A few weeks ago, the carpenter borrowed a seed tray to take home a handful of mushrooms that he’d spotted in the field next to our house, which is currently grazed by cows. Now foraging for wild mushrooms is something that we have been wanting to investigate for a while, and his find prompted us to keep a closer eye on the field in the hope of finding and sampling our own first foraged mushrooms – on our own doorstep!
Yesterday evening, King of the Hill spotted a promising cap just over the fence, and popped over to take a closer look. He came back with the beautiful mushroom above. I admired its clean white-buff cap and beautiful salmon pink gills, and we popped it into the refrigerator; anticipating sharing it for breakfast this morning with an egg.

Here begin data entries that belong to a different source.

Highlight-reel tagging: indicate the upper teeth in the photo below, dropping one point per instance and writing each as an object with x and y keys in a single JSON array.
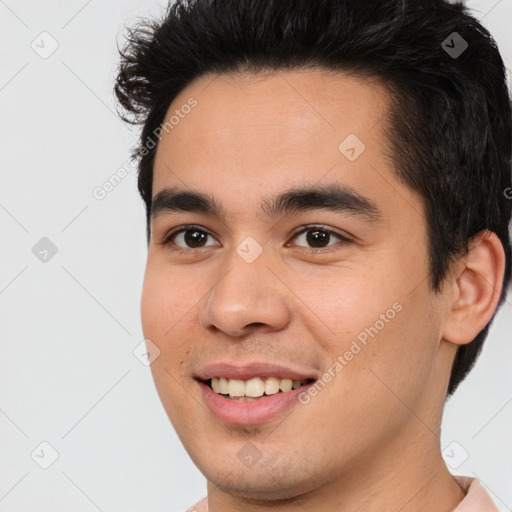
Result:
[{"x": 254, "y": 387}]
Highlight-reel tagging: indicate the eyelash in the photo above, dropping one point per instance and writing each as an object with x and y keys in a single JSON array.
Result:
[{"x": 168, "y": 237}]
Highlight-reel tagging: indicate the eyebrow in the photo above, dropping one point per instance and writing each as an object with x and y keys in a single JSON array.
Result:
[{"x": 336, "y": 198}]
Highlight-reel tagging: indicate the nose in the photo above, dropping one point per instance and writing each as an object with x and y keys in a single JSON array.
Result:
[{"x": 248, "y": 297}]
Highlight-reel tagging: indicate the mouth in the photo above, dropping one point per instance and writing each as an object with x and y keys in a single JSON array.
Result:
[
  {"x": 253, "y": 389},
  {"x": 228, "y": 401}
]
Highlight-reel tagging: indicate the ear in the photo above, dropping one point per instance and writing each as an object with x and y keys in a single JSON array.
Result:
[{"x": 475, "y": 285}]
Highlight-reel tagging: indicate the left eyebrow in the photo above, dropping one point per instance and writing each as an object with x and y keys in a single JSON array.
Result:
[{"x": 333, "y": 197}]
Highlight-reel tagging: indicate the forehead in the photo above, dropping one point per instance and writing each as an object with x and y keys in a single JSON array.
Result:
[{"x": 252, "y": 132}]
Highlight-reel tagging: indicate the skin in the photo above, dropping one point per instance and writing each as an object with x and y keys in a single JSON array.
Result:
[{"x": 370, "y": 439}]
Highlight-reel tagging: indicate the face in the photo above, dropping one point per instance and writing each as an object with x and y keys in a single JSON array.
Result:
[{"x": 284, "y": 248}]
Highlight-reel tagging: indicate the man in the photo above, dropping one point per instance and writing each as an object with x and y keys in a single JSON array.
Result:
[{"x": 328, "y": 241}]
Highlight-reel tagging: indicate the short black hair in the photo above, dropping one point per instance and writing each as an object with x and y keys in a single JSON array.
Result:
[{"x": 450, "y": 122}]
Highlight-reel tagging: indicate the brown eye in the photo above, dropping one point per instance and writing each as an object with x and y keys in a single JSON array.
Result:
[
  {"x": 318, "y": 238},
  {"x": 190, "y": 238}
]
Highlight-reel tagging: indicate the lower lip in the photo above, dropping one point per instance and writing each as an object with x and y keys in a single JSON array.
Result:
[{"x": 254, "y": 412}]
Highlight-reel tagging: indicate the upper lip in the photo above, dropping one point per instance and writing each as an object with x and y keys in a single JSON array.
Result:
[{"x": 250, "y": 370}]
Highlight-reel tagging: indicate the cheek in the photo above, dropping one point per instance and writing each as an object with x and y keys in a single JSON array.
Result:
[{"x": 166, "y": 299}]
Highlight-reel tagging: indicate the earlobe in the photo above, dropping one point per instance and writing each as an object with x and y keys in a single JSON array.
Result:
[{"x": 476, "y": 289}]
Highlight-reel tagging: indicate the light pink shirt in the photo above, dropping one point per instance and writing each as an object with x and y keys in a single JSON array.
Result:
[{"x": 477, "y": 499}]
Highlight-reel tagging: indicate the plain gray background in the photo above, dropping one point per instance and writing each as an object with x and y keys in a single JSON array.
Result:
[{"x": 70, "y": 320}]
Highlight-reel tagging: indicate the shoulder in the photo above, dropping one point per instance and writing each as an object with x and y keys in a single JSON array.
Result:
[{"x": 477, "y": 498}]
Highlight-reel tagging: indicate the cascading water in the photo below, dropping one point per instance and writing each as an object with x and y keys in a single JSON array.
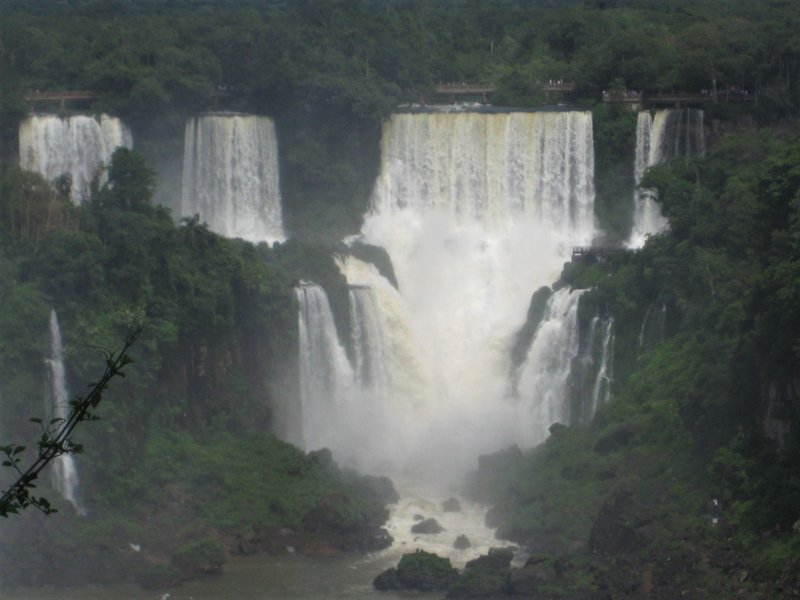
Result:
[
  {"x": 544, "y": 379},
  {"x": 601, "y": 390},
  {"x": 672, "y": 133},
  {"x": 64, "y": 474},
  {"x": 77, "y": 147},
  {"x": 231, "y": 177},
  {"x": 476, "y": 211},
  {"x": 326, "y": 378}
]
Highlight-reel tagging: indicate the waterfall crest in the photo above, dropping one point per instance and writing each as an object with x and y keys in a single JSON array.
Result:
[
  {"x": 77, "y": 147},
  {"x": 543, "y": 381},
  {"x": 326, "y": 377},
  {"x": 670, "y": 134},
  {"x": 476, "y": 211},
  {"x": 231, "y": 177},
  {"x": 64, "y": 474}
]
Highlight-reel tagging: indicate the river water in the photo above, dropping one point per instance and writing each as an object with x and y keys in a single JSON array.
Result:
[
  {"x": 295, "y": 576},
  {"x": 253, "y": 578}
]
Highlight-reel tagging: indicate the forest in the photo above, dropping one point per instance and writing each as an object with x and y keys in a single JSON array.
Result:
[{"x": 706, "y": 408}]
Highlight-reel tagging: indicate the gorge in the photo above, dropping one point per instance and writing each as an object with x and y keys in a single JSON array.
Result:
[{"x": 549, "y": 334}]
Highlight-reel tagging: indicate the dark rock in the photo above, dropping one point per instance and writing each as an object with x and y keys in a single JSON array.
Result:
[
  {"x": 369, "y": 539},
  {"x": 616, "y": 440},
  {"x": 480, "y": 584},
  {"x": 451, "y": 505},
  {"x": 496, "y": 559},
  {"x": 462, "y": 543},
  {"x": 420, "y": 571},
  {"x": 427, "y": 526},
  {"x": 611, "y": 531},
  {"x": 528, "y": 580},
  {"x": 380, "y": 489}
]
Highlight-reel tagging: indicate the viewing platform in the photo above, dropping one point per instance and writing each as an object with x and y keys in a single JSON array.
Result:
[{"x": 462, "y": 90}]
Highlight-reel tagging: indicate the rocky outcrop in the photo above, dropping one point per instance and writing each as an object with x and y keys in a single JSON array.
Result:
[{"x": 420, "y": 571}]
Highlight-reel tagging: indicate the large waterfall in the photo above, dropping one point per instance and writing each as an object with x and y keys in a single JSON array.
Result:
[
  {"x": 670, "y": 134},
  {"x": 64, "y": 474},
  {"x": 230, "y": 176},
  {"x": 76, "y": 147},
  {"x": 476, "y": 212}
]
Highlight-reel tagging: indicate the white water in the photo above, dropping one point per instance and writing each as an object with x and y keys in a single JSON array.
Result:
[
  {"x": 476, "y": 212},
  {"x": 672, "y": 133},
  {"x": 79, "y": 146},
  {"x": 601, "y": 391},
  {"x": 542, "y": 386},
  {"x": 231, "y": 177},
  {"x": 326, "y": 377},
  {"x": 64, "y": 474}
]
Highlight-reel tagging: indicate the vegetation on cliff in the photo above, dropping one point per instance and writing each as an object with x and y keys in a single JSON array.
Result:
[
  {"x": 695, "y": 460},
  {"x": 705, "y": 398}
]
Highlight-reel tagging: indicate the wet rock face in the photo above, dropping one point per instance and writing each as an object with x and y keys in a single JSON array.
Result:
[
  {"x": 497, "y": 558},
  {"x": 420, "y": 571},
  {"x": 428, "y": 526}
]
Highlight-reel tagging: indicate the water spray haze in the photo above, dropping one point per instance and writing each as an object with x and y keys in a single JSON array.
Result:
[{"x": 476, "y": 211}]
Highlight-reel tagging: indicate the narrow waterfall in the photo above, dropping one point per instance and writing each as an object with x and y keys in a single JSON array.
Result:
[
  {"x": 231, "y": 177},
  {"x": 369, "y": 341},
  {"x": 671, "y": 134},
  {"x": 601, "y": 391},
  {"x": 326, "y": 377},
  {"x": 74, "y": 148},
  {"x": 544, "y": 379},
  {"x": 476, "y": 211},
  {"x": 64, "y": 474}
]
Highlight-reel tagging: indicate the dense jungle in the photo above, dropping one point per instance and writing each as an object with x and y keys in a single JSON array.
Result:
[{"x": 683, "y": 482}]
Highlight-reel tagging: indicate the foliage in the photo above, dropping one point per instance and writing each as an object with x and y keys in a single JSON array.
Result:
[{"x": 56, "y": 438}]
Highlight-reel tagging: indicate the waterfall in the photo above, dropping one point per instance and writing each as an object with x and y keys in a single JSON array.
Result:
[
  {"x": 671, "y": 134},
  {"x": 64, "y": 475},
  {"x": 476, "y": 211},
  {"x": 326, "y": 377},
  {"x": 230, "y": 176},
  {"x": 77, "y": 147},
  {"x": 544, "y": 380},
  {"x": 601, "y": 390}
]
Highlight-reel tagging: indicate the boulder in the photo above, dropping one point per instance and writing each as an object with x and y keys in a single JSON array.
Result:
[
  {"x": 420, "y": 571},
  {"x": 428, "y": 526},
  {"x": 496, "y": 559}
]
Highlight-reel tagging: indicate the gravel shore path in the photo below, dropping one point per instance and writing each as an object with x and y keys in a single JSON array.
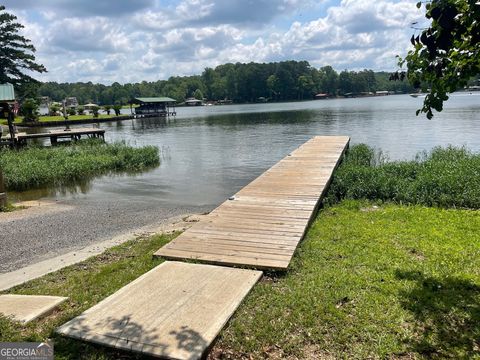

Of course, wild mushrooms must be treated with a lot of respect, and as the UK has a varied mix of both edible and poisonous fungi, a small number of which can be fatal, we weren’t about to tuck into this feast without confirming its identity first.
Reading around online, our mushroom appeared to perfectly fit the description of the Field Mushroom (Agaricus Campestris), down to its colouring, shape and size, and habitat. I noticed that it can, however, easily be confused with a poisonous mushroom known as the Yellow Stained, or Yellow Stainer (agaricus xanthodermus) which exudes a bright yellow stain when its flesh is bruised or cut, particularly around the base of the stem. I filed this information in my head, happy that our mushroom was a Field Mushroom as it exhibited no trace of yellow.
This morning I washed and began to slice the mushroom carefully, admiring its smooth meaty texture. A small yellow colouring began to creep into the base of the stem where I trimmed it, and alarm bells sounded in my head. Stopping in my tracks, I consulted the computer again and returned to the mushroom; the yellow colour had faded to a dull brown (behaviour common to this poisonous fungus) and a quick sniff filled my nostrils with an earthy iodine-like smell which is also a characteristic of the Yellow Stainer.
It appears that we had certainly found a Yellow Stainer, rather than a Field Mushroom, and if we had consumed it we would have been suffering from all sorts of unpleasant gastrointestinal effects by now. If you are not well versed in mushroom identification then it certainly pays to do a lot of research before eating anything that you find; and if in doubt, don’t eat it. A cautionary tale, indeed!